Okay, I want to address some of the remarks we have gotten regarding infertility, adoption, etc... I will preface this by saying that MOST of the people who we surround ourselves with always say the right things, and ALL of them are super supportive of our struggles with infertility and adoption.
I made the mistake a couple months ago of volunteering the information of our adoption to a person I hadn't seen in years. He was a young guy - in his early 20's - who was single, and a pretty nice guy from what I knew of him. He asked what was new in my life, and I said, "We're adopting from the Philippines!!" He looked at me with a look of disdain and said, "Why would you do that?" I was completely speechless for a minute, then I glared at him and shook my head without saying anything. I just had no response. Why would I do what? Provide a loving a warm home for children who I will love dearly?? What a psycho. So that's #1 - don't EVER say that to someone who is adopting. Adoption is a beautiful thing.
Secondly, as a woman who struggled with infertility and is now adopting, that does not mean that I am choosing adoption because I don't want to get pregnant, or I don't think I could get pregnant someday. I had a couple of people say to me, "Hey! You'll get your kids without the awfulness of pregnancy and childbirth". Um... what? I have no response every time I hear this from someone (kind of a pattern with my responses). I would wish for nothing more than to be able to be with my children from the moment they are conceived. I wish no child had to go through the awfulness that most have to go through before they are home with their forever family - the orphanages, abandonment issues, and the list goes on. Adoption is NOT easier than pregnancy/childbirth, so I'm not getting the "easy way out" by adopting.
Third, when a person tells you they are adopting, do NOT EVER say, "Oh, so you can't have your own?" THESE children are my own children, whether I give birth to them or not. And for us, adoption isn't a second choice. We always knew we wanted to adopt, we just didn't know it was going to come first for us. If we do get pregnant someday, that will be great!
I also got a comment about 2 weeks ago that I've gained weight since high school (I am wondering who on this planet didn't gain weight 10 years after high school?). As I was poking around on other infertility/adoption blogs, I saw that many other women struggling with the stress of infertility saw their bodies take a hit. I am no exception. From the time we started trying to have children, I have gained 25 pounds, and am up 4 sizes. I had the mindset that I was going to pregnant any day, so why not let myself eat whatever I wanted and pretend I was eating for 2?

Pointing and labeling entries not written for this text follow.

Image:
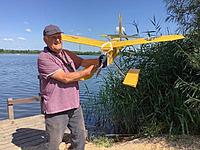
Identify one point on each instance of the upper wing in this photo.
(145, 41)
(82, 40)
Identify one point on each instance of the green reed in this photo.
(157, 105)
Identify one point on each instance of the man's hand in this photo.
(103, 60)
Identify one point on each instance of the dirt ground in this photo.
(156, 143)
(153, 143)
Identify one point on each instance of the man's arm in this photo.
(69, 77)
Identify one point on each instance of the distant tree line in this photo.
(3, 51)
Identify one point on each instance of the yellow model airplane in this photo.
(116, 43)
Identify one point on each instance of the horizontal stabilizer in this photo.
(138, 41)
(131, 77)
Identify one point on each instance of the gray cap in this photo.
(51, 29)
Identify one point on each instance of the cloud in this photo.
(78, 33)
(8, 39)
(26, 22)
(89, 30)
(21, 38)
(28, 30)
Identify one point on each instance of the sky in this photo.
(22, 21)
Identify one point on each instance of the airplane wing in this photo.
(82, 40)
(146, 41)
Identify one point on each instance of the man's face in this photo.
(54, 42)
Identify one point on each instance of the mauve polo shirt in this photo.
(57, 96)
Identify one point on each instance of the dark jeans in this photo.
(57, 123)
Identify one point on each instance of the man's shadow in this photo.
(30, 139)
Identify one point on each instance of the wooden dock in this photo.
(22, 133)
(16, 134)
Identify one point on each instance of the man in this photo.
(60, 91)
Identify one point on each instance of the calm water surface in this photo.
(18, 79)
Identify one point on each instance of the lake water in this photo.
(18, 79)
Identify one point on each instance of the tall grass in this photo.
(158, 104)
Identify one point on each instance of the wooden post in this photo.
(10, 109)
(41, 101)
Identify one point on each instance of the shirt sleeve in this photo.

I made a decision in April that I was going to get in shape - no matter WHAT it took. I began running on a regular basis, and *attempting* to watch what I eat. I joined a gym a couple of months ago to lift along with my cardio workout, and am finding working out to be slightly addictive. I feel better, and am generally a happier person when I can workout. My family joined in on this endeavor 11 weeks ago, and we have a Biggest Loser-Carlblom Style competition going on. We all have our goal weights, and an incentive to be the one to lose the most weight each week ($2!!). At the end there is a prize of even more money for whoever loses the highest percentage of weight. I haven't seen a huge change in my body since I started this working out thing, but I'm not giving up! The little changes that I do see are motivation to keep on!! Since I don't get to give birth to my babies (for now), I am going to be one fit momma by the time I get my children.